Aside from writing being a gift, talent, hobby that many of us share and enjoy- writing has been a lifesaver to me, an outlet.
A cathartic way for me to express my feelings, release my truths and connect to the universe on a spiritual level that is fulfilling to me.
I am truly thankful and grateful for a healthy way to utilize my writing skills as a source of inspiration as well as productivity.
I have been told directly when I was a teenager and during my adulthood that I was not “normal” by three people because I am very unique.
Some meant those words as an acknowledgement to me that I was uncommon to them as others have used the term toward me as an insult.
But what these few who said this to me, whether it was a harmless mention or one to intentionally hurt, did not realize is that their words were a huge compliment to me.
It made me feel good to not be categorized as being the same.
No one can drown out my voice or my existence. Though, I have always detested the existence of those who I feel should not exist.
I am one who could never conform to the so-called norm of what is considered normal- to do as others do and to think as others do.
To accept and adhere to the approved dominant set of principles, rules, or standards within the characteristics and behavior carried out by most of society.
It was never my inborn tendency to behave according to socially accepted conventions or typicality.

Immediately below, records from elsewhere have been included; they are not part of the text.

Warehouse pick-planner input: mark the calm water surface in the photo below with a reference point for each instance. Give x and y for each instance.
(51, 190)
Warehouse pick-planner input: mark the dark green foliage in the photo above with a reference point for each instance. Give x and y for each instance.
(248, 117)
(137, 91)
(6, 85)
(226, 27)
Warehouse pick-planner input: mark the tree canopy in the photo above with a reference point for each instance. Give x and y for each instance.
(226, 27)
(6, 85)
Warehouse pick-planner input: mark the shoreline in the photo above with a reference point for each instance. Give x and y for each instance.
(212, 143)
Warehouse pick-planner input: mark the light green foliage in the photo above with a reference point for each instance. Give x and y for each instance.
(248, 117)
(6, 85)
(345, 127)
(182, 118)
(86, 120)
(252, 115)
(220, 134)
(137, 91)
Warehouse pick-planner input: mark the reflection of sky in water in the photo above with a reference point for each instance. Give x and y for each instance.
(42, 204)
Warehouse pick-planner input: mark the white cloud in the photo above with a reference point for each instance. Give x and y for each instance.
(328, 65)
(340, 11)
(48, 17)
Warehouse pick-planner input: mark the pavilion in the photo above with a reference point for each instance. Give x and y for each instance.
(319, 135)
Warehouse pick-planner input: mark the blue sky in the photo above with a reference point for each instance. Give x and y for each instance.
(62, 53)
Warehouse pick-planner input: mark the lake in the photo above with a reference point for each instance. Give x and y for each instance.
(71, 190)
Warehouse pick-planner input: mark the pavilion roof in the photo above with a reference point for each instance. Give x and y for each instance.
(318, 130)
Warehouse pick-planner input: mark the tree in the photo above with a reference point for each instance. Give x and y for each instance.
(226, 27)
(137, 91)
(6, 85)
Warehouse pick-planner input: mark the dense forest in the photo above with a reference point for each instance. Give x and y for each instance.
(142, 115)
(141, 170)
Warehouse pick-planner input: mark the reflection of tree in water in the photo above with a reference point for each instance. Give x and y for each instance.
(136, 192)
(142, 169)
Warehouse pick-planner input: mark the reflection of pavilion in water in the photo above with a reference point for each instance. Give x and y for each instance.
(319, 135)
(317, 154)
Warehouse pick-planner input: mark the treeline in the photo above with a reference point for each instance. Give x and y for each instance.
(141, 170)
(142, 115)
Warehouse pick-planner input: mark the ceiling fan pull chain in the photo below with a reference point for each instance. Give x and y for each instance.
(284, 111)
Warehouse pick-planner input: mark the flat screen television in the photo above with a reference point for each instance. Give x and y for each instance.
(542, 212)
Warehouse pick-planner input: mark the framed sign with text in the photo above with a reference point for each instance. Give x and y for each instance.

I often rejected, and refused to comply or go along with what went against my nature or way of thinking, being, and doing due to my unconventionality.
I prefer my original, unusual, different, so-called strange to some, out of the ordinary, original, new-fashioned disposition- because it is the real me.
I never had the desire to join in- that is why I always stood out.
I hated whenever people tried to manipulate or coerce me by subtle means trying to use psychology, head games, or their way of reasoning to undermine, challenge, or change my attitude and ways through passing unfavorable judgment upon me, downplaying me, turning against me, or underestimating me.
These actions never caused self-doubt or fear within me to surrender to just be accepted.
Oftentimes it infuriated me or caused me to pleasantly distance myself from those kinds of individuals.
My resistance has caused in many instances among those who were in opposition or who were incongruent, great friction between us.
This is why I am a leader and not a follower because I never went along with society because it was the thing to do or else, I would be an outcast or labeled or considered crazy.
I refused to be what I was not to please others and lie to myself just to get by.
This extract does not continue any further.